Energy efficient data gathering using spanning trees for wireless sensor networks
LE3 .A278 2008
Master of Science
With the advancement of micro-sensor and radio technology, wireless sensor networks (WSNs) are deployed in various applications. In a continuous monitoring application, sensors gather information and transmit the sensed data to the base station in a periodic manner. In each data gathering round, a node generates a data packet and transmits it to the base station, or to another node; the data packets received from neighboring nodes can be aggregated. The lifetime of the WSN is defined as the time (rounds) until the base station receives data from all sensors in the network. In a data gathering round, the single best routing tree consumes lowest energy from all nodes but assigns more load to some sensors. As a result, the energy resources of the heavily loaded nodes are depleted earlier than others, which reduces network lifetime. This thesis proposes two multi-hop routing algorithms for a homogeneous network to maximize the network lifetime.

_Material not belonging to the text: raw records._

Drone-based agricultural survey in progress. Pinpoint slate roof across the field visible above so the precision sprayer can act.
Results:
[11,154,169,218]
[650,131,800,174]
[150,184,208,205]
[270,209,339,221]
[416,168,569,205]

The first proposed algorithm uses a greedy approach (Energy Efficient Spanning Tree, EESR) while the other uses a genetic algorithm (GA). The proposed algorithms generate balanced and energy efficient data aggregation trees for WSNs. The simulation results show that the proposed algorithms outperform the traditional data aggregation algorithms in terms of extending network lifetime. Moreover, the results show that the greedy approach (EESR) performs better when the base station is placed outside and genetic approach performs better when the base station is placed inside the network field.